Visitors come to Los Cabos in part for the beautiful natural scenery and the multitude of animals and sea creatures to see in their natural environment.
About two hours from Los Cabos is one of the most amazing locations to enjoy eco-tourism. Known as the “aquarium of the world”, it boasts one of the best places to take in the ocean environment anywhere in the entire region.
It also boasts a new more aggressive predator that tourists need to be aware of before visiting the area.
Cabo Pulmo National Park
Cabo Pulmo National Park is a tourism hotspot east of Los Cabos on the Sea of Cortez.
Cabo Pulmo is estimated to be about 20,000 years old and has been recognized as a UNESCO World Heritage Site. It also is a Mexican National Marine Park.
Each day, visitors from all around the world venture out to Cabo Pulmo to explore and enjoy a real-life aquarium. Filled with approximately 800 different types of ocean creatures, it’s the place tourists go to be one with the ocean.
It is here that tourists can connect with a wide variety of fascinating sea creatures. Everything from friendly white-tip reef sharks and sea turtles to the more exotic hammerhead sharks call this unique hard coral reef in the Gulf of California home.
It’s a popular destination with divers and snorkelers. However, they now need to be careful as a new type of sea predator is also calling the Cabo Pulmo area home.
Beware of Predator Sharks
Cabo Pulmo is known for its large shark habitat enjoyed by underwater viewers. Traditionally, the sharks calling the reef area home have been the passive type that tend to ignore visiting divers and snorkelers. However, that has all recently changed.
Recently more aggressive and dangerous sharks have been sighted in the waters of Los Arbolitos beach at Cabo Pulmo, causing divers and snorkelers to exit the waters for their safety.
Unfortunately, the sighting of more aggressive sharks has ruined the planned outings of tourists, and several claim they should have been better advised and prepared for the possibility of dangerous predators in the water.
Shark Conservation Program
Because of the past history of hunting sharks, their numbers around Baja California Sur have dwindled to the point where tourism and wildlife officials from the area have put programs in place to not only protect their habitat, but also the animals themselves.
That’s why little can actually be done to relocate the animals to a different location away from tourists.
Sharks in their natural environment play an important role in ecosystems and the balance of reef communities.
While some of these animals are passive to human divers and snorkelers, some of the more important species for ecosystems in Cabo Pulmo are unfortunately a bit more aggressive.
How to Handle Sharks in Water
It’s difficult for most visitors to Cabo Pulmo to clearly distinguish between what types of sharks are passive and those that are a bit more dangerous.

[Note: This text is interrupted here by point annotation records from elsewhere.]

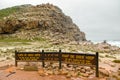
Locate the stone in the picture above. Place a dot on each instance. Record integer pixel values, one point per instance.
(84, 74)
(49, 72)
(41, 72)
(87, 68)
(104, 72)
(50, 22)
(64, 72)
(83, 70)
(30, 68)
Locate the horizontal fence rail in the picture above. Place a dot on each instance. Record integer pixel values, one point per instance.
(61, 57)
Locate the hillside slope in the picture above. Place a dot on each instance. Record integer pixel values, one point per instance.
(45, 20)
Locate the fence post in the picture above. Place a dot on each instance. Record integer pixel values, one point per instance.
(60, 59)
(97, 64)
(43, 56)
(15, 58)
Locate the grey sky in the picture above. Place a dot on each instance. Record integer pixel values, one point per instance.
(99, 19)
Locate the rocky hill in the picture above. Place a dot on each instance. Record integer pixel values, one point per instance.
(45, 20)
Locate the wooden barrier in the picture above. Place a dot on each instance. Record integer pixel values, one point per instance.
(61, 57)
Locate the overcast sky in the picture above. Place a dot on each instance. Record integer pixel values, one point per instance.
(99, 19)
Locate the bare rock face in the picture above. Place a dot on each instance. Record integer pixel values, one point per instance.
(44, 20)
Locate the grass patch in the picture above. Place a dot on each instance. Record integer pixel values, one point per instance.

The best action to take is to let the animals in the ocean and reef areas at Cabo Pulmo remain wild. Tourists should not disturb the natural activities of the animals.
The fact is most sharks will not proactively attack unless provoked. History shows that most of the attacks are because divers and snorkelers disturbed them or deliberately tried to provoke them.
If the sharks in the water appear to be exhibiting what appears to be aggressive behavior, divers and snorkelers should immediately exit the water and encourage others to follow. They should then notify local officials or security stationed at Cabo Pulmo for further action.
Divers and snorkelers at Cabo Pulmo also should leverage the buddy system for additional safety precautions while in the water.